**Sarcasm Detection Case Study**
Loading sarcasm detection dataset from this source - it is high quality data from The Onion which is a sarcastic news site.
# https://github.com/rishabhmisra/News-Headlines-Dataset-For-Sarcasm-Detection

url = 'https://raw.githubusercontent.com/rishabhmisra/News-Headlines-Dataset-For-Sarcasm-Detection/master/Sarcasm_Headlines_Dataset.json'


In [None]:
import pandas as pd
import numpy as np
import re
import nltk
from nltk.corpus import stopwords
from sklearn.model_selection import train_test_split
from sklearn.metrics import accuracy_score, confusion_matrix

import tensorflow as tf

In [None]:
import requests
import json

# Replace the URL below with the raw URL of your JSON file
url = 'https://raw.githubusercontent.com/rishabhmisra/News-Headlines-Dataset-For-Sarcasm-Detection/master/Sarcasm_Headlines_Dataset.json'

# Fetch the file from the URL
response = requests.get(url)

# Check if the request was successful
if response.status_code == 200:
    # Split the response text by newlines
    lines = response.text.splitlines()

    # Parse each line as a JSON object and append to a list
    data = [json.loads(line) for line in lines]

    # Create a DataFrame from the list
    df = pd.DataFrame(data)

    # Display the first few rows of the DataFrame
    print(df.head())
else:
    print(f"Failed to retrieve the file: {response.status_code}")


   is_sarcastic                                           headline  \
0             1  thirtysomething scientists unveil doomsday clo...   
1             0  dem rep. totally nails why congress is falling...   
2             0  eat your veggies: 9 deliciously different recipes   
3             1  inclement weather prevents liar from getting t...   
4             1  mother comes pretty close to using word 'strea...   

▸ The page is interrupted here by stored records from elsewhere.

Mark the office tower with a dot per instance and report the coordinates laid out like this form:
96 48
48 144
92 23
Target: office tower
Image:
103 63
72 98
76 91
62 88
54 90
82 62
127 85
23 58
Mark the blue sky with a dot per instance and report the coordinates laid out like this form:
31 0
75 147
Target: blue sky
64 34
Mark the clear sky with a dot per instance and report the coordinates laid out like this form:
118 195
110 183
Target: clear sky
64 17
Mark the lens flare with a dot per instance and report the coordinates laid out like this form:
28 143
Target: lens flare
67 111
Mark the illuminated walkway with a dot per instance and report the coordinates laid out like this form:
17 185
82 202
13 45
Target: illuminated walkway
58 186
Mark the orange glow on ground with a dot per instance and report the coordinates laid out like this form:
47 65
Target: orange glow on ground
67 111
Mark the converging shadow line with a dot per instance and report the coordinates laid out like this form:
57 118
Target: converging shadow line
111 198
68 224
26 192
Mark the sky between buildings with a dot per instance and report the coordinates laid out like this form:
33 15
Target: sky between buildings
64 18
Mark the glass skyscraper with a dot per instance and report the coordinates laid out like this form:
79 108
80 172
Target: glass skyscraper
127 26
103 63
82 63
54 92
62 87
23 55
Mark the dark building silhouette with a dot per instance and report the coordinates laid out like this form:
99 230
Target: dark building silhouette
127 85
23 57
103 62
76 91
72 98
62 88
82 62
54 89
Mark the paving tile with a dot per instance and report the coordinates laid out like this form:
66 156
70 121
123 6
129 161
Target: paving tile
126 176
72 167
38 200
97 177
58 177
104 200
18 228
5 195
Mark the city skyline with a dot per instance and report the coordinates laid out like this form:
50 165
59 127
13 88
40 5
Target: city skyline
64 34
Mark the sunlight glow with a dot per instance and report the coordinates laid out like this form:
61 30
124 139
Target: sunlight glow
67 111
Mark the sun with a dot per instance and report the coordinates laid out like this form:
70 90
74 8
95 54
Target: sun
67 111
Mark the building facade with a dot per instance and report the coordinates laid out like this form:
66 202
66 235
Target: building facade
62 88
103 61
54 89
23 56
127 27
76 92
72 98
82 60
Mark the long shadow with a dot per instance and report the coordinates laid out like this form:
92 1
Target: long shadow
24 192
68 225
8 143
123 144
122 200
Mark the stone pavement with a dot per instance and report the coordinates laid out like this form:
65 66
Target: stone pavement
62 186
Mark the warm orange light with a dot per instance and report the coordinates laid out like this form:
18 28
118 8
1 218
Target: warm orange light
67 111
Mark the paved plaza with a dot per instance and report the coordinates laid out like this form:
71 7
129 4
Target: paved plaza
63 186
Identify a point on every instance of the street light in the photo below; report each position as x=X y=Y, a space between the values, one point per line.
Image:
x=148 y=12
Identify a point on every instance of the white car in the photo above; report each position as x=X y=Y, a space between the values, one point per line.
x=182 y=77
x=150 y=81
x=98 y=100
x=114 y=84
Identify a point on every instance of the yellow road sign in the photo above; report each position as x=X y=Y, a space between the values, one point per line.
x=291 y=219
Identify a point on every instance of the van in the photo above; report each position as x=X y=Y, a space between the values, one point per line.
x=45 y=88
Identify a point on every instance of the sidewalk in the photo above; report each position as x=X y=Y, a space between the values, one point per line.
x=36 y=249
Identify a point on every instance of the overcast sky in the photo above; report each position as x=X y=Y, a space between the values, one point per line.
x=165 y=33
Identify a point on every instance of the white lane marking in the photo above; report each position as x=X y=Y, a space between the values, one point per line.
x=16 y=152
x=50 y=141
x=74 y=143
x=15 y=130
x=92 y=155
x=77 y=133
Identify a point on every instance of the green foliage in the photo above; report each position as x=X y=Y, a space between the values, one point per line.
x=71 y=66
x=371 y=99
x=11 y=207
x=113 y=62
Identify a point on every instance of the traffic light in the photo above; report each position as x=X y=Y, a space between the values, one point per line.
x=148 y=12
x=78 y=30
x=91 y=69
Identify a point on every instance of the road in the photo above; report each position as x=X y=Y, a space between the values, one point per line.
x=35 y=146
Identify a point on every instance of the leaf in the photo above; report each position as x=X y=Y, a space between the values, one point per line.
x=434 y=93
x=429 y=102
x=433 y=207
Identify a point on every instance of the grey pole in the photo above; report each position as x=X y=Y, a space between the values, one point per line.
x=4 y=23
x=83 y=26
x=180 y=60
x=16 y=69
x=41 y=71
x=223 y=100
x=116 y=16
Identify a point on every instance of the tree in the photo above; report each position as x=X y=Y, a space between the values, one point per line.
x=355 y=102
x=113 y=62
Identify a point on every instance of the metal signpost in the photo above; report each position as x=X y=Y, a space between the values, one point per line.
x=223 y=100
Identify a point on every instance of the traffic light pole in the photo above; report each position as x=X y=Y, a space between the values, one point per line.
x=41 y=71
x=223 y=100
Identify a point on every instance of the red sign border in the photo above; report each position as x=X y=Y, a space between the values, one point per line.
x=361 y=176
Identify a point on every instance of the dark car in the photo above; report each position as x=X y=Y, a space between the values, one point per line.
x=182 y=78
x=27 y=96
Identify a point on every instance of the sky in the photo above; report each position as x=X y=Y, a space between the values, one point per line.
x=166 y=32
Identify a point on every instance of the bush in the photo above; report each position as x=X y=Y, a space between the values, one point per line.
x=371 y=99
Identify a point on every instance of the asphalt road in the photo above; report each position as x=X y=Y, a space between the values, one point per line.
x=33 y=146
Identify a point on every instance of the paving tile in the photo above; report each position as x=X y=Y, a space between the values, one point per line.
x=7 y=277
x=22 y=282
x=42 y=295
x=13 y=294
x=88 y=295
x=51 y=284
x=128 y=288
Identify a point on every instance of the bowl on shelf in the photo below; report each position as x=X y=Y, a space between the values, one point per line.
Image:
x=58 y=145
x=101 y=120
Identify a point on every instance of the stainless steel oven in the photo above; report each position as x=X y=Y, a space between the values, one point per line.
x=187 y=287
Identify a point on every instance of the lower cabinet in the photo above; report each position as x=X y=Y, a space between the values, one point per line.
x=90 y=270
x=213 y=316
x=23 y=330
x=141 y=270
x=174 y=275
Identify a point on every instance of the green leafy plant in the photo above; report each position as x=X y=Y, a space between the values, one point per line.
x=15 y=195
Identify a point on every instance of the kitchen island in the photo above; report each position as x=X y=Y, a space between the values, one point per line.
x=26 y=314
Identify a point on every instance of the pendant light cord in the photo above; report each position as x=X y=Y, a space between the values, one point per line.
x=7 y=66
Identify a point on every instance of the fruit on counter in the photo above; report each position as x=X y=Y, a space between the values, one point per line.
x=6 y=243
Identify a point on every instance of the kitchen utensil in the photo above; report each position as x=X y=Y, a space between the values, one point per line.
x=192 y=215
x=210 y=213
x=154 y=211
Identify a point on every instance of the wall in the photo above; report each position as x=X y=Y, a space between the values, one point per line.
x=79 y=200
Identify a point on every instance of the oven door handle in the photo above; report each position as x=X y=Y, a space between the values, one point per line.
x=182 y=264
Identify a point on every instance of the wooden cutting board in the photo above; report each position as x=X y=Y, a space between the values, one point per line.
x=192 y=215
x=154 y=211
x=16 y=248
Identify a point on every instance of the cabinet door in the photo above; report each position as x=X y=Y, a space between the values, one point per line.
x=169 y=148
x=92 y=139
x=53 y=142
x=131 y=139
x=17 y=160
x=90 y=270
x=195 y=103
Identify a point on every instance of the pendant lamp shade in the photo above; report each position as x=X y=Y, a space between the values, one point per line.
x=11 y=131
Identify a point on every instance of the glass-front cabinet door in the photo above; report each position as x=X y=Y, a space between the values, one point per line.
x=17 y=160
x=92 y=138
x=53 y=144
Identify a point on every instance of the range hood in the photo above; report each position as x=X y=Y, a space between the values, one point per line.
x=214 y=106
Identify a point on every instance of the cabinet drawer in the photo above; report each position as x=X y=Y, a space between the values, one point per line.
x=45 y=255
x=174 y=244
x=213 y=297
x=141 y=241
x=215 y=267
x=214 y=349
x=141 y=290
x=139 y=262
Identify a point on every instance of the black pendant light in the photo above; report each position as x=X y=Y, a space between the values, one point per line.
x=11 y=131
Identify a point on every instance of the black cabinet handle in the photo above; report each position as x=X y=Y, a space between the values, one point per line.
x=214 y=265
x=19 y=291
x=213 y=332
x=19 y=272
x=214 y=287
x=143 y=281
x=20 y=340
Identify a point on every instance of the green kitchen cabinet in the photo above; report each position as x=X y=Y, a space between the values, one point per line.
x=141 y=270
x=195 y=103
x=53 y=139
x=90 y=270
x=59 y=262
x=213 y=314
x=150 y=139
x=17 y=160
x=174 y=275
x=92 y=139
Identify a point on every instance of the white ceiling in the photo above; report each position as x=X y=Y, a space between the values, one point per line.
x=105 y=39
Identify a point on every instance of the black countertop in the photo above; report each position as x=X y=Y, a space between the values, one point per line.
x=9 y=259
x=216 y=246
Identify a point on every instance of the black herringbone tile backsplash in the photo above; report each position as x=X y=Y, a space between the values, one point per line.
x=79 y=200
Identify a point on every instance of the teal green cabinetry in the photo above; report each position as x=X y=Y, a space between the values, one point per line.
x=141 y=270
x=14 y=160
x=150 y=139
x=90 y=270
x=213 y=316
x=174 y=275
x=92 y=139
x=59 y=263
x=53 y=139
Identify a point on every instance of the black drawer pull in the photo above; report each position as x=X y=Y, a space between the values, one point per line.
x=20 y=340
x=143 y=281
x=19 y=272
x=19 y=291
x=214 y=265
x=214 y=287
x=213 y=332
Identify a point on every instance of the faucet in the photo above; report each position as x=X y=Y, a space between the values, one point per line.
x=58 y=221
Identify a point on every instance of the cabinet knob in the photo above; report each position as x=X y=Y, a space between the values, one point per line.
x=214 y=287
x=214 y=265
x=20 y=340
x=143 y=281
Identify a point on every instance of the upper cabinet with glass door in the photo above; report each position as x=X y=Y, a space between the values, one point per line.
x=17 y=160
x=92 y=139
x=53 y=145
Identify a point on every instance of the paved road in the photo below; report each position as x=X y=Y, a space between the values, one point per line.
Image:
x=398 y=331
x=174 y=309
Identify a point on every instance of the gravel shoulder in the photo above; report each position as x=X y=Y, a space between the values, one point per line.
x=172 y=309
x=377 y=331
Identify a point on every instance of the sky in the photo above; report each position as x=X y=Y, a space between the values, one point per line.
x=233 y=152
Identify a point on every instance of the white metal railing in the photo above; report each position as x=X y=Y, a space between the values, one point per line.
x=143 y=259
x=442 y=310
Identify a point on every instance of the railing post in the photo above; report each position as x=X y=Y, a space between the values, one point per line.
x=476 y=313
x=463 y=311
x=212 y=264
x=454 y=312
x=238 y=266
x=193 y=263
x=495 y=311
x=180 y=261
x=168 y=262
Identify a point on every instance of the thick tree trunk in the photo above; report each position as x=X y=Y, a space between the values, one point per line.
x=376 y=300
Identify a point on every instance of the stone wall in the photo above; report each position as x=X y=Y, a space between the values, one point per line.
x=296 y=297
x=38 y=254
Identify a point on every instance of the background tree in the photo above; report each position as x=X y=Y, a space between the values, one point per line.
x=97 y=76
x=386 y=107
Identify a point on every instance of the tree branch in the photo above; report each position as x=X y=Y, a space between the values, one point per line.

                                        article_link  
0  https://www.theonion.com/thirtysomething-scien...  
1  https://www.huffingtonpost.com/entry/donna-edw...  
2  https://www.huffingtonpost.com/entry/eat-your-...  
3  https://local.theonion.com/inclement-weather-p...  
4  https://www.theonion.com/mother-comes-pretty-c...  


In [None]:
df

Unnamed: 0,is_sarcastic,headline,article_link
0,1,thirtysomething scientists unveil doomsday clo...,https://www.theonion.com/thirtysomething-scien...
1,0,dem rep. totally nails why congress is falling...,https://www.huffingtonpost.com/entry/donna-edw...
2,0,eat your veggies: 9 deliciously different recipes,https://www.huffingtonpost.com/entry/eat-your-...
3,1,inclement weather prevents liar from getting t...,https://local.theonion.com/inclement-weather-p...
4,1,mother comes pretty close to using word 'strea...,https://www.theonion.com/mother-comes-pretty-c...
...,...,...,...
28614,1,jews to celebrate rosh hashasha or something,https://www.theonion.com/jews-to-celebrate-ros...
28615,1,internal affairs investigator disappointed con...,https://local.theonion.com/internal-affairs-in...
28616,0,the most beautiful acceptance speech this week...,https://www.huffingtonpost.com/entry/andrew-ah...
28617,1,mars probe destroyed by orbiting spielberg-gat...,https://www.theonion.com/mars-probe-destroyed-...


In [None]:
# prompt: df1 is_sarcastic and headline from df

df1 = df[['is_sarcastic', 'headline']]


In [None]:
train_texts = df['headline'].values.tolist()
train_labels = df['is_sarcastic'].values.tolist()
train_texts, test_val_texts, train_labels, test_val_labels = train_test_split(train_texts, train_labels, test_size=.3)
test_texts, val_texts, test_labels, val_labels = train_test_split(test_val_texts, test_val_labels, test_size=.5)

In [None]:
(len(train_texts),len(train_labels))

(20033, 20033)

In [None]:
(len(test_texts),len(test_labels))

(4293, 4293)

In [None]:
(len(val_texts),len(val_labels))

(4293, 4293)


# Fine tuning Distilbert on sarcasm dataset
- https://huggingface.co/docs/transformers/tasks/sequence_classification
- https://github.com/Arfius/mymedium/blob/master/fine-tuning-transformers-of-sentiment-analysis-task-with-tranformer-tensorflow/main.py

DistilBERT is more efficient version of BERT that can retain most of BERT's performance

Here have treated sarcasm detection as a two-label text classification problem. We train BERT uncased on the sarcasm dataset to achieve 90%+ validation accuracy and 90%+ test accuracy without much tuning. The model works out of the box and has a huge capacity that can be extended. A process similar to this is how downstream tasks (such as sarcasm detection) are fine tuned on a dataset like how the helinivan/english-sarcasm-detector on HuggingFace.
https://github.com/helinivan/multilingual-sarcasm-detector
which has shown 94% performance on the test set.  

In [None]:
from transformers import AutoTokenizer

tokenizer = AutoTokenizer.from_pretrained("distilbert-base-uncased")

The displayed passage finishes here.